Rivera lost her daughter, Jessica Sarli-Rivera, in 2017 when the car she was in, driven by a drunk driver, was involved in a collision.

The man who killed her had 2.08 millilitres of alcohol in his blood -- more than twice what is allowed.

Currently in Quebec, the legal limit is 0.08, unlike most other provinces at 0.05.

"That means that if somebody stopped is under the influence, and they're at 0.05, we will remove the car, they will remove the licence and they will be a fine to pay," explains Rivera. "We don't understand why we are the only province in Canada who doesn't have to set sanctions."

The family is now petitioning to have Quebec's legal limit reduced to match the country's other provinces.

"We started in 2022 with Carlos Leitao, and he didn't go through. So, this time, the MNA Monsef Derraji, he accepted to pass the petition again," Rivera said. "We met in person with [Transport Minister] Madame Guilbeault, and her answer was that, 'it's not at this moment.

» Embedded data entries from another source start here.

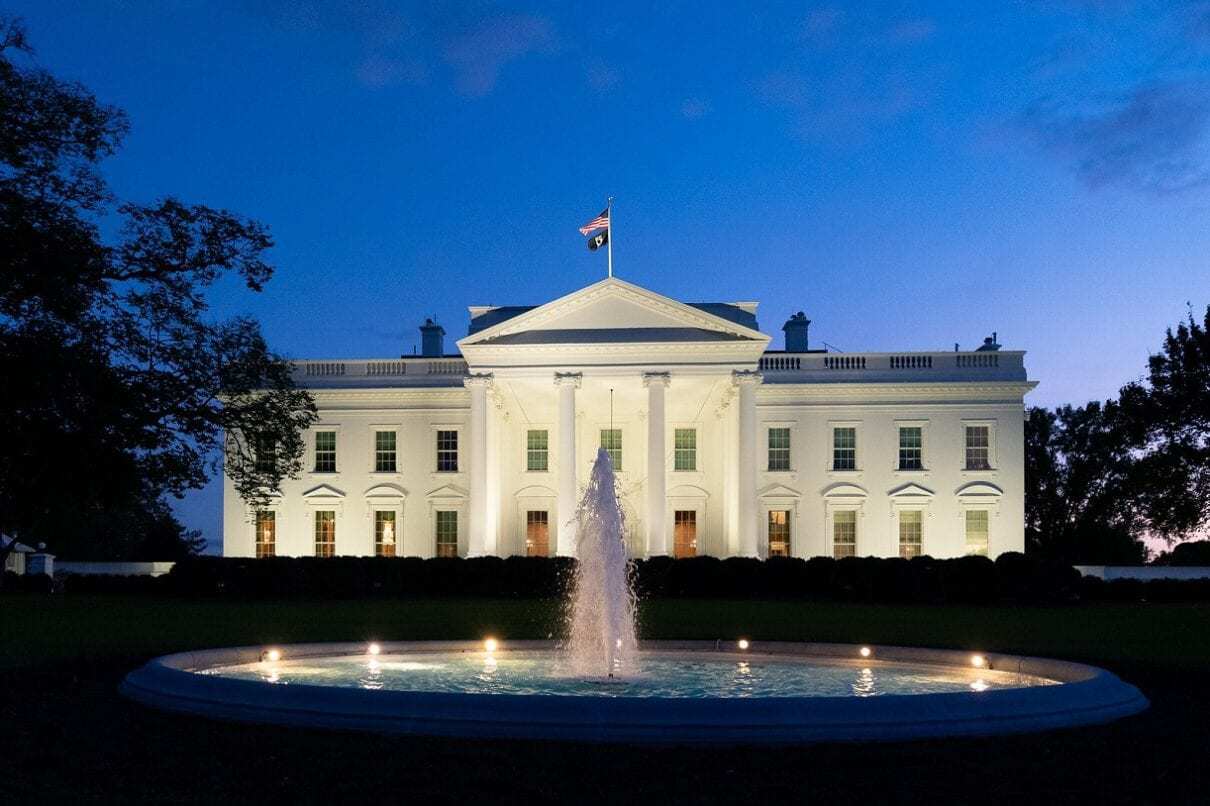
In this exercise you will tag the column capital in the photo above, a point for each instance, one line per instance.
(569, 379)
(656, 379)
(745, 376)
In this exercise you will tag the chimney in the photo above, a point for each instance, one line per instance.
(990, 344)
(432, 339)
(795, 329)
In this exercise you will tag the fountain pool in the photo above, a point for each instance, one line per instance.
(678, 691)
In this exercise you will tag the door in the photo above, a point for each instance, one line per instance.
(537, 533)
(685, 533)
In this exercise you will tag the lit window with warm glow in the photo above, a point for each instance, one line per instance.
(911, 533)
(385, 535)
(266, 534)
(324, 534)
(845, 534)
(611, 441)
(447, 533)
(977, 531)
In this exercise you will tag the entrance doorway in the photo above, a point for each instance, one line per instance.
(685, 533)
(537, 533)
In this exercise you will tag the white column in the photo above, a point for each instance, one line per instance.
(477, 444)
(749, 530)
(657, 478)
(565, 534)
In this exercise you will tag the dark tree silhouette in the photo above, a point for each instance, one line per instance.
(117, 385)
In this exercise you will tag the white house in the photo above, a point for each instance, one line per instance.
(722, 447)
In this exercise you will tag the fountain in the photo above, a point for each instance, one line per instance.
(601, 684)
(600, 638)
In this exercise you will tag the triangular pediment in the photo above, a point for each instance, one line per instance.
(612, 311)
(911, 490)
(448, 491)
(323, 491)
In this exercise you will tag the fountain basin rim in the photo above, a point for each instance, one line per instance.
(1085, 695)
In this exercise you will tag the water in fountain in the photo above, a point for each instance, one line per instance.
(600, 620)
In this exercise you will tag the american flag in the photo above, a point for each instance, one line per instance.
(597, 223)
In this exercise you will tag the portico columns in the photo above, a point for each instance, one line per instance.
(565, 536)
(477, 534)
(747, 383)
(657, 478)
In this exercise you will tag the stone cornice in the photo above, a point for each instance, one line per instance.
(882, 392)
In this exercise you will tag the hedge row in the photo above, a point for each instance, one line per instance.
(923, 580)
(1012, 577)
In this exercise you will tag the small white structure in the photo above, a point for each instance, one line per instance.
(15, 563)
(722, 447)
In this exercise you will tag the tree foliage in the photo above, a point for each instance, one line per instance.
(1102, 476)
(120, 385)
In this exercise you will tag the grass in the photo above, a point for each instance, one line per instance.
(67, 736)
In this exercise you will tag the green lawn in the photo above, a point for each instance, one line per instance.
(67, 736)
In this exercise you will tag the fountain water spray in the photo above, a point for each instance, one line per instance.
(601, 638)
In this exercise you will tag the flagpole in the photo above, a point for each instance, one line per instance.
(609, 230)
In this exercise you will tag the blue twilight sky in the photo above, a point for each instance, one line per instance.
(909, 174)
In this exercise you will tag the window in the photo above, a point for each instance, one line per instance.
(685, 533)
(266, 534)
(778, 533)
(385, 536)
(324, 534)
(911, 533)
(845, 534)
(977, 531)
(845, 448)
(778, 449)
(537, 533)
(537, 452)
(685, 449)
(265, 453)
(611, 441)
(384, 452)
(447, 452)
(324, 452)
(911, 448)
(978, 448)
(447, 533)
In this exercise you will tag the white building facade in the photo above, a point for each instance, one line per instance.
(721, 447)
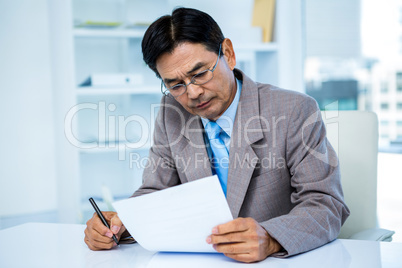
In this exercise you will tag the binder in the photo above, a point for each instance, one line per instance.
(263, 16)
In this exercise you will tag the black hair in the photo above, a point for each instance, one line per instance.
(184, 25)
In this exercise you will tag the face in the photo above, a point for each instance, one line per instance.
(211, 99)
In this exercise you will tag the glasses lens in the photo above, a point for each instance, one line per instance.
(202, 78)
(177, 90)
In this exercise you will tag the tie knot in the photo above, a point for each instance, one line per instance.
(213, 130)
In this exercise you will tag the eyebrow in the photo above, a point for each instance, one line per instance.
(198, 66)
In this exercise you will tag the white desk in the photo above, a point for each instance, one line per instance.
(62, 245)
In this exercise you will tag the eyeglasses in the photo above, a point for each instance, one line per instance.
(197, 79)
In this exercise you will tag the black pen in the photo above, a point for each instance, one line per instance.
(102, 217)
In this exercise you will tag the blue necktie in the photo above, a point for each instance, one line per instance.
(220, 154)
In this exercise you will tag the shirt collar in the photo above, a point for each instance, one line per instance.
(226, 120)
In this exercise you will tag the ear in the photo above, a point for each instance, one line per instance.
(228, 53)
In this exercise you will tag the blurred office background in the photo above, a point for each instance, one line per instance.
(63, 140)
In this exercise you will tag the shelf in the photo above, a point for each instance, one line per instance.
(118, 33)
(93, 91)
(256, 47)
(108, 149)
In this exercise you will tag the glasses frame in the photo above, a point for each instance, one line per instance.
(166, 90)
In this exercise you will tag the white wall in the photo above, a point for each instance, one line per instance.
(27, 164)
(333, 28)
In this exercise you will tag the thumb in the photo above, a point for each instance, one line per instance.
(116, 225)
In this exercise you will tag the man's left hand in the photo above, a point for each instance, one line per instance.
(244, 240)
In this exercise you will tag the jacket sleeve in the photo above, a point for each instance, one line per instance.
(318, 205)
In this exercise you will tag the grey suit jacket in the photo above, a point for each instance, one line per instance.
(283, 172)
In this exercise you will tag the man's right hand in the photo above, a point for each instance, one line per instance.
(98, 236)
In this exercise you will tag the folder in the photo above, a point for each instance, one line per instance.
(263, 16)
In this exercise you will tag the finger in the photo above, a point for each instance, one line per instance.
(242, 257)
(237, 225)
(94, 236)
(233, 248)
(96, 224)
(227, 238)
(95, 245)
(116, 225)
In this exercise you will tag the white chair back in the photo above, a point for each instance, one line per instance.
(354, 136)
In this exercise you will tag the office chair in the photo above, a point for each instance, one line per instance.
(354, 136)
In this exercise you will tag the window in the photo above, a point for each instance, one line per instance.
(399, 81)
(384, 123)
(384, 87)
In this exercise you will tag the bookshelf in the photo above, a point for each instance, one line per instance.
(79, 52)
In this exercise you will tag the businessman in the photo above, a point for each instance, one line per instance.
(267, 145)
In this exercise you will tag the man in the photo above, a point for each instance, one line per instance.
(281, 176)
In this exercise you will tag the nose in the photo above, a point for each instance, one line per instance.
(194, 91)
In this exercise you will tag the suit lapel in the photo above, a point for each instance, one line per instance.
(195, 151)
(242, 156)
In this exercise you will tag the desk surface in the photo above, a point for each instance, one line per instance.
(62, 245)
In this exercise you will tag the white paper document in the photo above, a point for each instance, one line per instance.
(177, 219)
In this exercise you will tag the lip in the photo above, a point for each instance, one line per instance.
(203, 105)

We're not doing anything now.'"

Furthermore, Quebec Transport Minister Geneviève Guilbault rejected a call from Coroner Yvon Garneau last October to reduce the province's blood alcohol limit.

He made the recommendation following the October 2021 death of Stéphanie Houle, 46, who was a passenger in a car driven by a drunk driver.

"A review of the blood alcohol limit allowed while driving is not envisaged by our government," reads a statement from Guilbault's office.

The driver who killed Sarli-Rivera was eventually found guilty.

He admitted to having a drinking problem and served time in prison for his crime.

"If he said that he had problems drinking, I'm sure it's not the first time he did that," said Rivera. "Unfortunately, this had to happen to us, and I feel sorry for him. I feel sorry that we all think this will never happen to us."

After her daughter's death, Rivera joined Mothers Against Drunk Driving (MADD) and is now president of the Montreal chapter.

"Jessica was a very kind person. She was caring. She was always making sure that everyone was OK," remembers Rivera. "She had a beautiful smile and a contagious laugh that I still hear. She was an amazing person, and she didn't deserve this. This happened to her at 26 years old, and what hurts me the most is everything that she's missing."

With the holidays almost upon us, she says MADD Canada is launching its annual Project Red Ribbon awareness campaign, which stresses the importance of driving safely.

Project Red Ribbon runs until the end of February.